# need info on Tecumseh MATE AUGER



## peter92 (Sep 27, 2016)

Hi Guys if any one can give me help or a manual for this it would be great
Also need to know if oil goes in the auger gear box and how much and grade, the no on the gearbox is 19920/2, theres no name on it 
Heres one here but not mine

Peter


----------



## ironman_gq (Sep 29, 2016)

Is there oil in it now? Most of those types of transmissions either use regular old gear oil or grease. If it's straight cut gears and bushings it'll work with just about anything for lube, look at the seals if they are lip seals and roller bearings I'd be inclined to fill it up with 80w-90 and see what happens If there aren't any seals I'd be looking at corn head grease. I would think the worst that could happen if you fill it with oil is that it would leak, look for something in thats rated for manual transmissions and good for bronze synchros which won't hurt the bushings. GL-4 rated 80w-90 would be my best guess.

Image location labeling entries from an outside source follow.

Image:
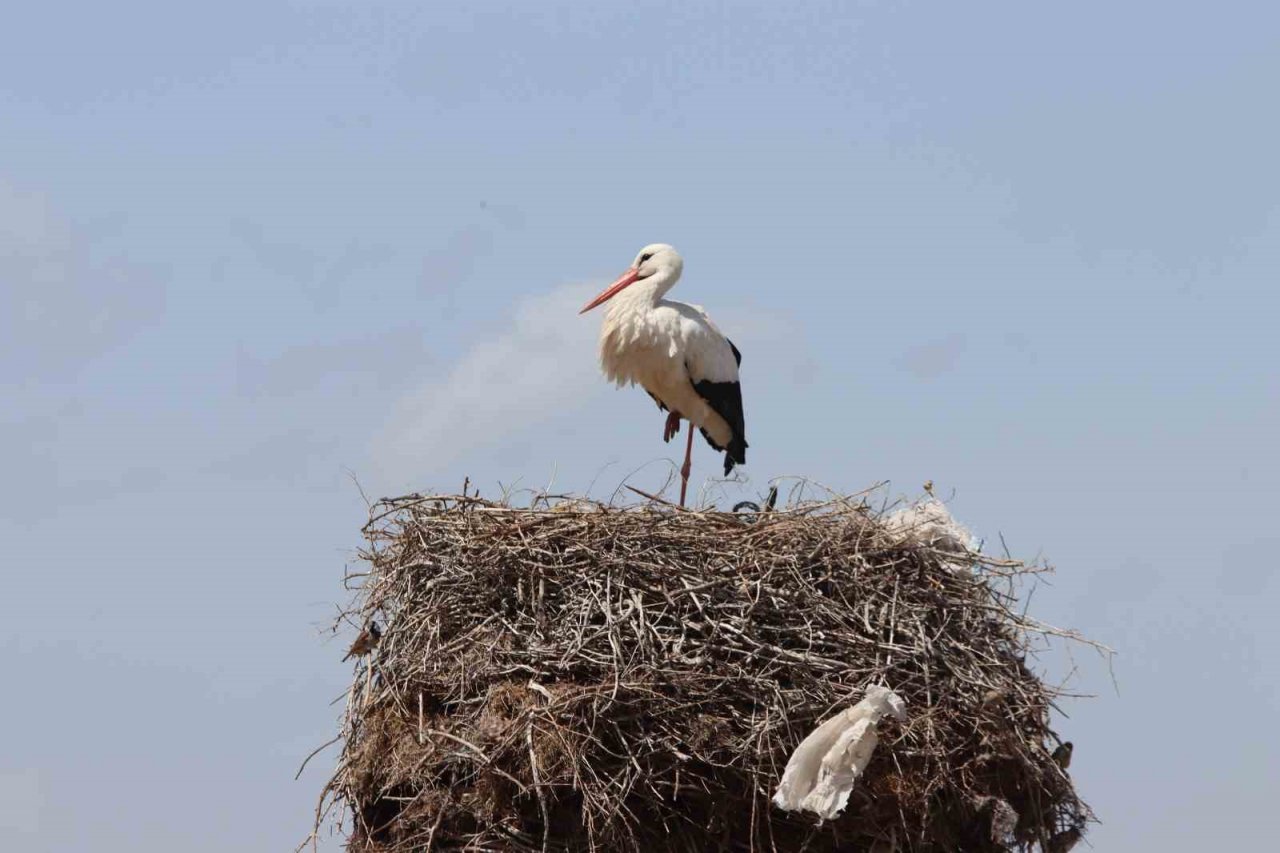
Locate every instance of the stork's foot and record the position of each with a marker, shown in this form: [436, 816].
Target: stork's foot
[672, 427]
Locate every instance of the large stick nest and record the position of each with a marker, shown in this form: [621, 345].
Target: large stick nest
[585, 676]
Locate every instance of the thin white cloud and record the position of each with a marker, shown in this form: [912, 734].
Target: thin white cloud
[542, 364]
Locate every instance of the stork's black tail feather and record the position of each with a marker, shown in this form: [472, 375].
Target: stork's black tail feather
[735, 454]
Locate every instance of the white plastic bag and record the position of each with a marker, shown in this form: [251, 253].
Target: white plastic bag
[823, 769]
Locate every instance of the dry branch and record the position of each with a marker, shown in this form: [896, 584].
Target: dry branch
[586, 676]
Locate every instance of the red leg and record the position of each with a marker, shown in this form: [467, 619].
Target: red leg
[672, 427]
[688, 465]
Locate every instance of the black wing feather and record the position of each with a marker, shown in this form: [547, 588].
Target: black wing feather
[726, 398]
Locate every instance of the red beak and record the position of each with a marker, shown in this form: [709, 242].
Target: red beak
[627, 278]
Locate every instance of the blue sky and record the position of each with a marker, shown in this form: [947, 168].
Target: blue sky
[251, 250]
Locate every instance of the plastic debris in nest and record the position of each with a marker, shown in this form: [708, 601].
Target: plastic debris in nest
[823, 769]
[929, 523]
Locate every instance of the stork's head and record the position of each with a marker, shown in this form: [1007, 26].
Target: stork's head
[657, 264]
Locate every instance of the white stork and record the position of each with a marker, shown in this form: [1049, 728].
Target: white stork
[675, 352]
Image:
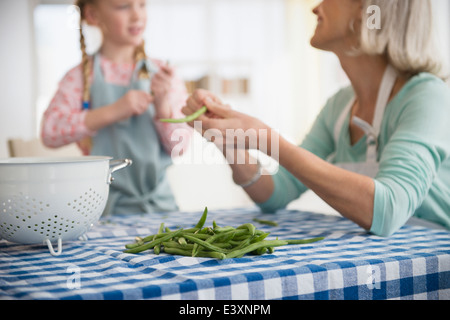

Those old tecumseh motors were used on a lot of things and they are pretty bulletproof, I have an ice auger with one that is at least 30 years old and it's dead reliable all the way to -40F. Loud but it runs and will probably still be running when the world runs out of oil. They rated them around 3-3.5hp depending on who's rating you look at and I think somewhere around 85cc.


----------



## peter92 (Sep 29, 2016)

ironman_gq said:


> Is there oil in it now? Most of those types of transmissions either use regular old gear oil or grease. If it's straight cut gears and bushings it'll work with just about anything for lube, look at the seals if they are lip seals and roller bearings I'd be inclined to fill it up with 80w-90 and see what happens If there aren't any seals I'd be looking at corn head grease. I would think the worst that could happen if you fill it with oil is that it would leak, look for something in thats rated for manual transmissions and good for bronze synchros which won't hurt the bushings. GL-4 rated 80w-90 would be my best guess.
> 
> Those old tecumseh motors were used on a lot of things and they are pretty bulletproof, I have an ice auger with one that is at least 30 years old and it's dead reliable all the way to -40F. Loud but it runs and will probably still be running when the world runs out of oil. They rated them around 3-3.5hp depending on who's rating you look at and I think somewhere around 85cc.


1 seal on the bottom of the sharft but nothing where it bolts to the engine , had oil in it but would run out, and has a centrifical clutch that looks like it sits in the oil, if it takes oil, the only bearing is on the clutch the same as a saw


----------